Quella televisiva malissimo. I giornali hanno vinto la sfida 2 a 0. La televisione per anni ha cavalcato le storie empatiche ed emozionanti dei familiari e dei bambini malati trattati col trattamento “stamina” ma abbiamo dovuto aspettare la carta stampata per sapere chi fosse Vannoni e quali fossero i contenuti dell’inchiesta di Guariniello. Le telecamere sono sempre state accese ma senza mai porre la domanda se ciò che si spacciava per vero lo fosse realmente. Senza andare ad approfondire quei tanti casi – decine di persone – trattate privatamente da Vannoni in cambio di soldi. Questa materia non è stata presa in carico dalla tv, che ha contribuito a creare una attesa messianica nei confronti di un metodo che si credeva miracoloso.

Con la puntata su Stamina avete cercato di colmare la debolezza dell’informazione televisiva su questa materia?
Ci abbiamo provato. Consapevoli del fatto che bisogna fare molta attenzione quando si ha a che fare con le speranze della gente. Non è accettabile fare share sulla pelle di queste persone; le malattie degenerative per molti sono l’occasione ghiotta per un grande business e la tv questo aspetto deve tenerlo bene in considerazione.

Nella prima puntata invece vi siete occupati di “Morti di stato” mettendo i fila numerosi casi  e lanciando pesanti denunce. Qualcuno pensi finirà per raccoglierle e risarcire i familiari delle vittime quantomeno in termini di verità e giustizia?
La polizia si sta muovendo ed è già un’ottima notizia confermata da Marangoni, vice capo della polizia. Certo che si ci fosse anche una spinta da parte del ministero degli interni e la materia diventasse oggetto di dibattito parlamentare sarebbe meglio!
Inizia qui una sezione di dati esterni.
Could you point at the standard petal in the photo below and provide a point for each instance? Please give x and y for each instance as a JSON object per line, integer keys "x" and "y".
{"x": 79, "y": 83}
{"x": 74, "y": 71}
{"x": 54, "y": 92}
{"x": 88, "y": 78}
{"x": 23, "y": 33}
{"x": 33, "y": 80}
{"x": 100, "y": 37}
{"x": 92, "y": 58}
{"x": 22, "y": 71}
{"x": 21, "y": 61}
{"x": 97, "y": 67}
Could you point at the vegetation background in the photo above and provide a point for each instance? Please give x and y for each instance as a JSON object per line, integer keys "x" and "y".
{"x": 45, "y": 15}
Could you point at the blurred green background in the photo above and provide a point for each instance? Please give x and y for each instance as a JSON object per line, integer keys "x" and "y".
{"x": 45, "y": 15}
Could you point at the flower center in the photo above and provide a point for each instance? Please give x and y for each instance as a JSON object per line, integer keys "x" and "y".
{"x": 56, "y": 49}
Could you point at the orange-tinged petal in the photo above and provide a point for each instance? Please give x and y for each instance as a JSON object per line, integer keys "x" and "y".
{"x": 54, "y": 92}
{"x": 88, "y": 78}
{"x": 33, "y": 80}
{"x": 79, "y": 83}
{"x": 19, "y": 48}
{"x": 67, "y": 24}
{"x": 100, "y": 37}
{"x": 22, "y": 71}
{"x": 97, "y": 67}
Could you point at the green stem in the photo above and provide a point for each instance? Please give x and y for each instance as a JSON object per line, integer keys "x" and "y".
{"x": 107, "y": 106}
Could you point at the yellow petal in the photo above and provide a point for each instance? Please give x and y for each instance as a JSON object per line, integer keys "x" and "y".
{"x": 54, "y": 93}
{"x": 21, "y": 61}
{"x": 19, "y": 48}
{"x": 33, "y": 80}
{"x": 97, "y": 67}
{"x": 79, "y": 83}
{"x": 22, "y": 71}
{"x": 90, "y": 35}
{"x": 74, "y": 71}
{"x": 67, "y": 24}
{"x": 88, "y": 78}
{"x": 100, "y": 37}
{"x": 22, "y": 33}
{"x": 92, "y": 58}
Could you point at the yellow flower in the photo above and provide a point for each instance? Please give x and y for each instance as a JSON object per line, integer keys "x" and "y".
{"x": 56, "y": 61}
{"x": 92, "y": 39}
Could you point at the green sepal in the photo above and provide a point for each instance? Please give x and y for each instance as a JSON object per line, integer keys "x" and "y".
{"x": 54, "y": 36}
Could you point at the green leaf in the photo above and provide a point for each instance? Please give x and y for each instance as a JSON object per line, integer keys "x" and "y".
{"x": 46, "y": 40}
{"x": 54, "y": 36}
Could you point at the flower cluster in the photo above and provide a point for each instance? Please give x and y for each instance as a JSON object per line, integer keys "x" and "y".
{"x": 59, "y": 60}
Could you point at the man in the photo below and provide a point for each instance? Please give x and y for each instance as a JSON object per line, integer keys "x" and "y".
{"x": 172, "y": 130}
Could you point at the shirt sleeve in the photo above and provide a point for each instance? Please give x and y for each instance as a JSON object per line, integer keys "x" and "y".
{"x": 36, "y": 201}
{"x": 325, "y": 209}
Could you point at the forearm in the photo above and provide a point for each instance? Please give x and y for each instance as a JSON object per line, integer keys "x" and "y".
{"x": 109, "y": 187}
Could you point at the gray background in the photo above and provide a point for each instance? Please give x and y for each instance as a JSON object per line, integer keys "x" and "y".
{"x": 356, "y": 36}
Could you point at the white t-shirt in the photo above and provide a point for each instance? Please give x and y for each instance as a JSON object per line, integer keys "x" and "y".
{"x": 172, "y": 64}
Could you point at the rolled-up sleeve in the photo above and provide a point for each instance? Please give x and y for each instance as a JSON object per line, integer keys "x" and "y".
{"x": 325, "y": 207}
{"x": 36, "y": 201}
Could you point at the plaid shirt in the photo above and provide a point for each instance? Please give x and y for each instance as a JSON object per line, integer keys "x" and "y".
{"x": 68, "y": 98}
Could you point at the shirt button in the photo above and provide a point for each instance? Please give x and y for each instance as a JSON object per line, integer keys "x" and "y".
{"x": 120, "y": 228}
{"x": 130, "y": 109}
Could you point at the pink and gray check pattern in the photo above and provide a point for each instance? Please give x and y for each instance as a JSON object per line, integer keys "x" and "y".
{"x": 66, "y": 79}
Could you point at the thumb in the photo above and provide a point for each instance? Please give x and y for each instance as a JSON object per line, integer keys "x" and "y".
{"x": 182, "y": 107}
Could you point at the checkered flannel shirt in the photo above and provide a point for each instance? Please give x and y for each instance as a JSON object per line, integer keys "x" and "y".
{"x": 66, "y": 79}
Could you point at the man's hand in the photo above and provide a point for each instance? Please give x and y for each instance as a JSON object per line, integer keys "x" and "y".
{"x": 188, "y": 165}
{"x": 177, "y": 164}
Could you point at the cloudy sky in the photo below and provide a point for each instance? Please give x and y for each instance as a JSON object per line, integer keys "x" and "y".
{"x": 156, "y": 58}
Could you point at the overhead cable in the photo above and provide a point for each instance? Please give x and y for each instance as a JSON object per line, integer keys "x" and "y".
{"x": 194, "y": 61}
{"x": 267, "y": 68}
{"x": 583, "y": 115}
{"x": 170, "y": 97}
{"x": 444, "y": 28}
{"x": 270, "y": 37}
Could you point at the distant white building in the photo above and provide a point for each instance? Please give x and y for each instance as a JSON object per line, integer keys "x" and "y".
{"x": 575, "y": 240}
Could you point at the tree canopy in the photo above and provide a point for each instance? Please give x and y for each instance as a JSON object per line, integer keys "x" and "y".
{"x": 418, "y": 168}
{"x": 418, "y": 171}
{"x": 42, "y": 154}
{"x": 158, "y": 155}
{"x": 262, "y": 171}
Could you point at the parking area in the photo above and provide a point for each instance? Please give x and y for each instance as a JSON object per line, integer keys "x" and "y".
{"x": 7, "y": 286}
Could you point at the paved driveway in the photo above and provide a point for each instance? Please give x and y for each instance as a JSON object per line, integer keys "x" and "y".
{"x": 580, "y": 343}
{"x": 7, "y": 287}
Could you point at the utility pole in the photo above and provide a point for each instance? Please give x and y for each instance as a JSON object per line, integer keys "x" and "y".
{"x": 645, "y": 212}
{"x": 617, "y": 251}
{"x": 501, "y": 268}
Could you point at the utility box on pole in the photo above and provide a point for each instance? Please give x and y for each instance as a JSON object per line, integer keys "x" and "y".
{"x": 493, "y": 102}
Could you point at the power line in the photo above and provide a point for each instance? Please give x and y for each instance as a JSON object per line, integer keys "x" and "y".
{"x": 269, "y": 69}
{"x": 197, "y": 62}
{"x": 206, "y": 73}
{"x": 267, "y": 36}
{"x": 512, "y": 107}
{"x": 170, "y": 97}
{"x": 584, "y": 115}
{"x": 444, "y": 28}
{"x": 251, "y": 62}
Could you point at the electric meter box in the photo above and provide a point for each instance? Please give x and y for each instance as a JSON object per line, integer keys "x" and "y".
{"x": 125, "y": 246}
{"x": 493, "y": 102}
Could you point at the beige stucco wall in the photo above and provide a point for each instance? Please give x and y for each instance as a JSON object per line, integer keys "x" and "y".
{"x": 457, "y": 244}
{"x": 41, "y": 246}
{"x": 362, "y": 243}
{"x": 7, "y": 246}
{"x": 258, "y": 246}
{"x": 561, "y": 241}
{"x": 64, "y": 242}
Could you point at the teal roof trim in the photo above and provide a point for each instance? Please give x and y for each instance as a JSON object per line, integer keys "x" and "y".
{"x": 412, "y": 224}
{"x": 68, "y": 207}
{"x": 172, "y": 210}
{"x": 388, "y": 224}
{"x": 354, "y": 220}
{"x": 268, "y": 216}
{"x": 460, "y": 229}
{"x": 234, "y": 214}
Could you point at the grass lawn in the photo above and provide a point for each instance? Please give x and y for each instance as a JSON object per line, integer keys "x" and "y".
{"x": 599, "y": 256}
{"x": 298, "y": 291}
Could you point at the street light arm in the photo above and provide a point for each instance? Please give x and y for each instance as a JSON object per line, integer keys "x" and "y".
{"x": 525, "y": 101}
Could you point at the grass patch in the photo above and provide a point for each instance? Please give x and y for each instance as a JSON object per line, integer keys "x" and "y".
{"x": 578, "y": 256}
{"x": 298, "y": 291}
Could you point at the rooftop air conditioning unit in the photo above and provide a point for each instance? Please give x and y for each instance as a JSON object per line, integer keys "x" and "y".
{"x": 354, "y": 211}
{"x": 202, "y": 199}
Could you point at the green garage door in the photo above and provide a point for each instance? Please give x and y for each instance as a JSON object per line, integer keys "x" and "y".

Registriamo in ogni caso il positivo intervento sul quotidiano “Europa” del viceministro Bubbico che, in un’intervista recente ha parlato di un nuovo patto tra forze dell’ordine e società civile chiedendo altresì al paese di guardare la polizia con occhi diversi. Pertanto, da una parte penso non sia giusto utilizzare le forze dell’ordine per metterle contro il paese. Dall’altra bisogna andare a fondo di storie come quelle che abbiamo raccontato e che riguardano le responsabilità della polizia e che non possono essere nascoste.

Vi occuperete nelle prossime dieci puntate anche di altri argomenti. Come ad esempio di criminalità organizzata. In quale chiave?
Focalizzeremo l’attenzione sui testimoni di giustizia ma non i tradizionali “pentiti” quanto quegli eroi civili invisibili che, dopo aver visto qualcosa o aver ricevuto minacce decidono di denunciarlo. Pochi sanno ad esempio che grazie a figure come loro abbiamo scoperto l’identità degli assassini di Don Puglisi. Ma a questo punto la domanda che ci siamo fatti è la seguente: che fine hanno fatto questi testimoni di giustizia? E abbiamo scoperto che molti di loro conducono una vita terribile e sono stati abbandonati dallo stato.

I programmi di inchiesta restano lo strumento migliore per fare questo tipo di approfondimenti?
Ma no. Direi che si può fare buona informazione dovunque, dal telegiornale al talk show fino a quelli come noi che hanno il compito di realizzare racconti filmati lunghi. Non mancano le buone professionalità nel nostro paese, magari serve semplicemente un pò di coraggio. Ma questo vale per tutte le professioni, no?!